It is important to understand that ETFs are not guaranteed products – just like any investment in the stock or bond market, your initial investment is subject to risks.
As there are many different types of ETFs, there are some that are riskier than others. If you invest in an ETF that holds securities in a currency other than your own (for example a Japanese equity ETF), your returns can also be affected by movements in the exchange rate (AUD vs JPY). There are some ETFs that provide currency hedging to minimise this ‘currency risk’. ETFs are designed to track an index, therefore they buy the same securities as that index and attempt to replicate the returns, minus the cost (fee) of the fund. There is a risk that there can be a divergence between the return of the index, and the return of the fund. However, it should be remembered that it is impossible for any investor to invest directly in an index.
Risk is an inherent part of investing. Every investment portfolio carries some degree of risk and by better understanding the types of investment risk, investors can manage portfolios’ risk/return balances through market cycles.

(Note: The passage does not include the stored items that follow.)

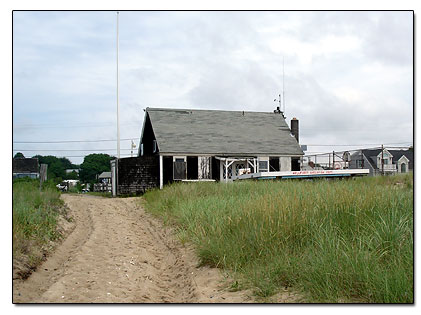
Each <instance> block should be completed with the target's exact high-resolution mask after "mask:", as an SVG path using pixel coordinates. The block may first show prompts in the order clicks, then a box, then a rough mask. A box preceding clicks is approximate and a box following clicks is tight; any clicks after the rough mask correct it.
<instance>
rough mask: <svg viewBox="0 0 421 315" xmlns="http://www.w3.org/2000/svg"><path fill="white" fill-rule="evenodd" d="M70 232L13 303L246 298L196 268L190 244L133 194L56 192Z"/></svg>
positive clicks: (238, 299)
mask: <svg viewBox="0 0 421 315" xmlns="http://www.w3.org/2000/svg"><path fill="white" fill-rule="evenodd" d="M62 198H63V199H64V201H65V202H66V204H67V205H68V206H69V208H70V211H71V212H70V214H71V215H72V216H73V218H74V229H73V231H72V232H71V233H70V234H69V236H68V237H67V238H66V239H65V240H64V241H63V243H62V244H61V245H60V246H59V247H58V248H57V249H56V250H55V251H54V253H53V254H52V255H51V256H50V257H49V258H48V260H47V261H46V262H45V263H43V264H42V265H41V266H40V267H39V268H38V270H37V271H36V272H34V273H33V274H32V275H31V276H30V277H29V278H28V279H27V280H26V281H15V282H14V292H13V301H14V302H15V303H28V302H29V303H62V302H63V303H91V302H93V303H165V302H168V303H246V302H253V300H252V299H251V298H250V296H251V294H250V292H246V291H239V292H229V291H228V290H227V289H225V288H224V286H226V283H227V282H226V281H224V278H223V276H222V274H221V273H220V271H219V270H218V269H215V268H208V267H197V265H198V260H197V258H196V256H195V255H194V253H193V251H192V250H191V249H188V248H186V247H184V246H182V245H181V244H180V243H179V242H178V240H177V239H176V238H175V237H174V236H173V233H172V232H171V230H170V229H168V228H166V227H164V226H163V225H162V224H161V223H160V221H159V220H157V219H155V218H154V217H152V216H151V215H149V214H147V213H145V211H144V210H143V209H142V207H140V206H139V205H138V203H136V202H135V198H124V199H123V198H114V199H111V198H101V197H94V196H86V195H63V197H62Z"/></svg>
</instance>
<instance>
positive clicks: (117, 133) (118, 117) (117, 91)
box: [117, 12, 120, 158]
mask: <svg viewBox="0 0 421 315" xmlns="http://www.w3.org/2000/svg"><path fill="white" fill-rule="evenodd" d="M118 15H119V12H117V158H120V119H119V112H120V107H119V103H118V48H119V47H118Z"/></svg>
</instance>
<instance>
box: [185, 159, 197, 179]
mask: <svg viewBox="0 0 421 315" xmlns="http://www.w3.org/2000/svg"><path fill="white" fill-rule="evenodd" d="M198 167H199V164H198V158H197V156H188V157H187V179H198V176H199V174H198Z"/></svg>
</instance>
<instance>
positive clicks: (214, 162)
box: [211, 156, 219, 180]
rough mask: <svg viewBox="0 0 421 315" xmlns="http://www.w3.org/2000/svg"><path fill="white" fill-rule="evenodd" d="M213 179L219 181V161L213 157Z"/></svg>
mask: <svg viewBox="0 0 421 315" xmlns="http://www.w3.org/2000/svg"><path fill="white" fill-rule="evenodd" d="M211 170H212V179H215V180H219V160H217V159H216V158H215V157H214V156H212V162H211Z"/></svg>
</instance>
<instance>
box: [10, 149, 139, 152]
mask: <svg viewBox="0 0 421 315" xmlns="http://www.w3.org/2000/svg"><path fill="white" fill-rule="evenodd" d="M120 150H126V151H130V150H133V149H120ZM13 151H42V152H44V151H45V152H48V151H50V152H56V151H57V152H67V151H81V152H83V151H115V149H84V150H76V149H67V150H63V149H60V150H50V149H46V150H43V149H41V150H39V149H33V150H32V149H24V150H21V149H13Z"/></svg>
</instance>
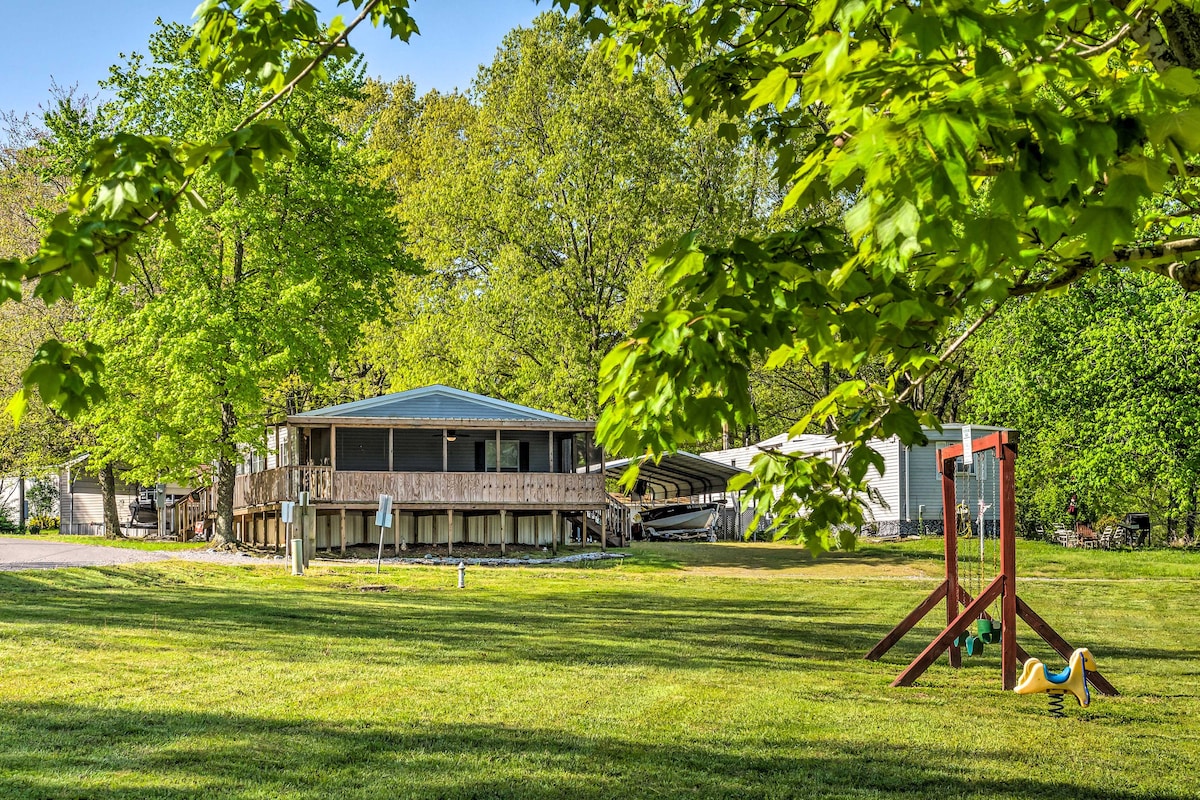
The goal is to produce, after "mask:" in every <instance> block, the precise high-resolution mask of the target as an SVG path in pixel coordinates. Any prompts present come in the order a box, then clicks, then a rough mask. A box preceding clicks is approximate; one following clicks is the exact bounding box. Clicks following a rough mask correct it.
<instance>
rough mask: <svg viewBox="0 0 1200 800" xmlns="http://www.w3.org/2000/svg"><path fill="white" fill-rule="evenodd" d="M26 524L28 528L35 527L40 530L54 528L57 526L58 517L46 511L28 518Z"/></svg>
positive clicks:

What is more, the elevated risk associated with higher volatility can present opportunities for investors aiming to enhance portfolio returns.
How ETFs can help manage risk
ETFs can help investors diversify across asset classes and risk exposures, customise active risk, and adjust expected portfolio volatility.
For example, using ETFs, investors can quickly and easily reduce exposure to equities in times of market volatility, at the same time increasing exposure to fixed income.